After the US Federal Reserve went in for the second round of tapering, most emerging markets and their currencies have been under pressure. John Woods, Citi Private Bank says there is a possibility that this trend would continue.
He says tapering is likely to continue to impact emerging market currencies. "There is a broad sense that the US dollar is likely to strengthen as term yields rise and expectations for interest rates perhaps move forward. Obviously this will start putting impact or start having an impact on valuations of emerging market currencies, including India," he adds.
Also Read: India will need to keep raising policy interest rate: IMF
Below is the verbatim transcript of John Woods' interview with Latha Venkatesh & Sonia Shenoy on CNBC-TV18.
Sonia: How is the setup looking now across the globe? We have seen a couple of days of trepidation but would you be concerned or do you think that the US markets are well on to cross their all time highs?
A: The Purchasing Managers’ Index (PMI) that we saw from the United States last night, gave us some indication that the weather conditions impacting data are beginning to diminish and that is leading to assume a slightly more positive appetite for risk as we saw.

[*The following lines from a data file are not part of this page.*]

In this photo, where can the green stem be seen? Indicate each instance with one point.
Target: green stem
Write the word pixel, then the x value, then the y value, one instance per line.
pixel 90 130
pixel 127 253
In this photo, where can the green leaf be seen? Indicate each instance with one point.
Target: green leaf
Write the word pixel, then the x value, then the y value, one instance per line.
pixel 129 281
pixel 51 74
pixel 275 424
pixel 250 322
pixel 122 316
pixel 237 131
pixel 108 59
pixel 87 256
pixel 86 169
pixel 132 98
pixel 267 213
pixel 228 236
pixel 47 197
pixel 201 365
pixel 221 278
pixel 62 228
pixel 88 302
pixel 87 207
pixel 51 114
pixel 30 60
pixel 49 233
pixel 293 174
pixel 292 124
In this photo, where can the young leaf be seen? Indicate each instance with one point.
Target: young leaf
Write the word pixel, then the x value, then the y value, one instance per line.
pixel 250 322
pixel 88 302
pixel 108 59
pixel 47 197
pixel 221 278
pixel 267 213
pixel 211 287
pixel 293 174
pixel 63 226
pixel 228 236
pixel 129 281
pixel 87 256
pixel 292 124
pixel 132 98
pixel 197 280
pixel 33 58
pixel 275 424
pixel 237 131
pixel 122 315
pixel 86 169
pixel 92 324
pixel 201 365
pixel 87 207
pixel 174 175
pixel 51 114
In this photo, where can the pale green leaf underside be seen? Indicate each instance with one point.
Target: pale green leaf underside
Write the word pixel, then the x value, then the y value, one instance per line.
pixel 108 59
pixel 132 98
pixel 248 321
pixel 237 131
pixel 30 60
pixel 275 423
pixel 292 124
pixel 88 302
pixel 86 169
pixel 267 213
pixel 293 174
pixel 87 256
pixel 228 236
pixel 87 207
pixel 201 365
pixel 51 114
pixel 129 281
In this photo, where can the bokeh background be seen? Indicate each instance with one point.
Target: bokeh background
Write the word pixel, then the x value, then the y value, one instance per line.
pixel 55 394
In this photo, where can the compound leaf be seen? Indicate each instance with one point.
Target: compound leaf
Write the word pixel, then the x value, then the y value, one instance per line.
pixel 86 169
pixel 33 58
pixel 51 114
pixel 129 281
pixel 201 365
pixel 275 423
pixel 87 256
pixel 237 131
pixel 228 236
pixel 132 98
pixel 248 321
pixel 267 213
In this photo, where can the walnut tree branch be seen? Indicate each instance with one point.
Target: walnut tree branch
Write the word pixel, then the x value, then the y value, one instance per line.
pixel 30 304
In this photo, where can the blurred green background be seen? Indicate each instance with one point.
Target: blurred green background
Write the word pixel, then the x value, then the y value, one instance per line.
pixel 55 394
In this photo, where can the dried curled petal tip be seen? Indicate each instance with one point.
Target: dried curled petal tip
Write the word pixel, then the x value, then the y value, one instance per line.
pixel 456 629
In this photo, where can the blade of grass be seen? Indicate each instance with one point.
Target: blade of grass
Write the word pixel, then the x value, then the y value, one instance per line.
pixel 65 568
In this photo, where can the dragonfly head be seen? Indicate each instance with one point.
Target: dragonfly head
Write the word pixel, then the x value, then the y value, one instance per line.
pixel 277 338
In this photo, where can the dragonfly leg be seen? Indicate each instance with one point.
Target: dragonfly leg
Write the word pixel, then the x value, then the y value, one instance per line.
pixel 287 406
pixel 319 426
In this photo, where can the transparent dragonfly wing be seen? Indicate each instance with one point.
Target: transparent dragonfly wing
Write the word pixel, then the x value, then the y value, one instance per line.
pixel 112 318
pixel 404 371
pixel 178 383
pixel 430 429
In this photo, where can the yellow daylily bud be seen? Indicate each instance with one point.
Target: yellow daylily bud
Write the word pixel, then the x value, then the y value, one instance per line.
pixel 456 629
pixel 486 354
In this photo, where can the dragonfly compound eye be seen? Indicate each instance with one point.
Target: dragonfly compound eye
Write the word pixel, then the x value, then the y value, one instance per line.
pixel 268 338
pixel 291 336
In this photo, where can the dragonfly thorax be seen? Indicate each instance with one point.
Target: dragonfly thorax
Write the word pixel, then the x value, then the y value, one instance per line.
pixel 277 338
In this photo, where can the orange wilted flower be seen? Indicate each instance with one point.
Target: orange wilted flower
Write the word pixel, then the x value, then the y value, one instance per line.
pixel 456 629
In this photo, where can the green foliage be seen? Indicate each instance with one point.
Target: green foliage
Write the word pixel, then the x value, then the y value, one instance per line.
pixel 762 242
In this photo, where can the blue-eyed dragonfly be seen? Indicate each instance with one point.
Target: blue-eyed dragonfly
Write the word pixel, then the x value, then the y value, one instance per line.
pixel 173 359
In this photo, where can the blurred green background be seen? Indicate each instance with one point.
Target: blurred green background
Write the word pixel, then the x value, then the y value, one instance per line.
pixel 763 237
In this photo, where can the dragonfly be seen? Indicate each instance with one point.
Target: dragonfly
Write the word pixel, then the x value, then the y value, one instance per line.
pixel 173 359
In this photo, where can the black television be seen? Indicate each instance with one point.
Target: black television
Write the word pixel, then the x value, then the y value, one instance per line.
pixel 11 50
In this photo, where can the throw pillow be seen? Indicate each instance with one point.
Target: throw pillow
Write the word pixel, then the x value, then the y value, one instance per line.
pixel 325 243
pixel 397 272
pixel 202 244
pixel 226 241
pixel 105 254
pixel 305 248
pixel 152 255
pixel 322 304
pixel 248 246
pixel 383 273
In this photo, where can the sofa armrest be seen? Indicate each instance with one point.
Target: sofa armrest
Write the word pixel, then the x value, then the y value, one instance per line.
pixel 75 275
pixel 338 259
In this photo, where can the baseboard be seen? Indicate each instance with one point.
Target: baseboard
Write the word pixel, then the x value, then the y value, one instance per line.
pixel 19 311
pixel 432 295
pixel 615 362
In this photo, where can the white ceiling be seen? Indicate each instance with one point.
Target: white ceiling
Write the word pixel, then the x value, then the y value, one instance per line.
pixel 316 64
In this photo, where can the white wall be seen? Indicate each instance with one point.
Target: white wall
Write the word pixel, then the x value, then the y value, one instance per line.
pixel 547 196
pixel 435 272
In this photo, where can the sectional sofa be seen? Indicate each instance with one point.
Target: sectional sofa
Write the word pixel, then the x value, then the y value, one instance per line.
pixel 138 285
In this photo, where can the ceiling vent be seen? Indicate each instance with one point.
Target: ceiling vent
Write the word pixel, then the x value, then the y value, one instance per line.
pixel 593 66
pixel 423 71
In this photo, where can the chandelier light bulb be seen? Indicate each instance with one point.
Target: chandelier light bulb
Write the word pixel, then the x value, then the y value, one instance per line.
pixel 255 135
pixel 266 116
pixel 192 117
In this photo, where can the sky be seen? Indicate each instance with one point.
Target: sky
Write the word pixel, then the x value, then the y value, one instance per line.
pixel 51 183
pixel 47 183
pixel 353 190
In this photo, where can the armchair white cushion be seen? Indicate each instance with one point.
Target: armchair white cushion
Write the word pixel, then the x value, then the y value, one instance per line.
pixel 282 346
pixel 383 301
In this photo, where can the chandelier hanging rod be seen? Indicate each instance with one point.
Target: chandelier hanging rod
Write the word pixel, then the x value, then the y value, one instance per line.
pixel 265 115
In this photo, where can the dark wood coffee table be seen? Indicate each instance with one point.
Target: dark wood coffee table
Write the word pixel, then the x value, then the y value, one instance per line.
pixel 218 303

The idea being that the soft patch that we have seen over the last two-three months is finally diminishing and the underlying growth that may have anticipated and expected is beginning to show through.
Latha: We have seen the US markets battling with a higher end of their trading range but many of the emerging markets are battling with lower end of their trading range especially in a country like India. Are you seeing greater outflow of funds from emerging to developed markets likely?
A: I think it is very likely. I think that the tapering that started earlier this year is likely to continue to impact the valuation on the US dollar. I think there is a broad sense that the US dollar is likely to strengthen as term yields rise and expectations for interest rates perhaps move forward and obviously this will start putting impact or start having an impact on the valuations of emerging market currencies including India. So, the capital outflow story is likely to continue. I cannot see many so called magic bullets which could certainly cause a reversal in that, for example in such an environment I do not think valuations play a particularly important role.
Sonia: What would the approach be then towards markets like India now?
A: I think there are some positives in India and indeed it is important to bear in mind that the economic adjustment, which has been playing through, has been doing so since 2011. So, India has been essentially adjusting appropriately but that journey is not yet complete. So, oil imports, a contraction in gold imports is allowing trade deficit to narrow. This is reducing some pressure on the rupee and some of the pressure on the central bank to aggressively tighten monetary policy. We are seeing a modest decline, for example in consumer price inflation largely due to a fall in food prices and in-turn will have a positive effect on household consumption but nevertheless the market is still concerned about the deficit that India is running either through trade or current account or fiscal and the reason it is concerned is because these deficits essentially depend on foreign savings to fund domestic expenditure. So, those are the rock on the hard place that India is facing and the adjustment process underway needs to continue.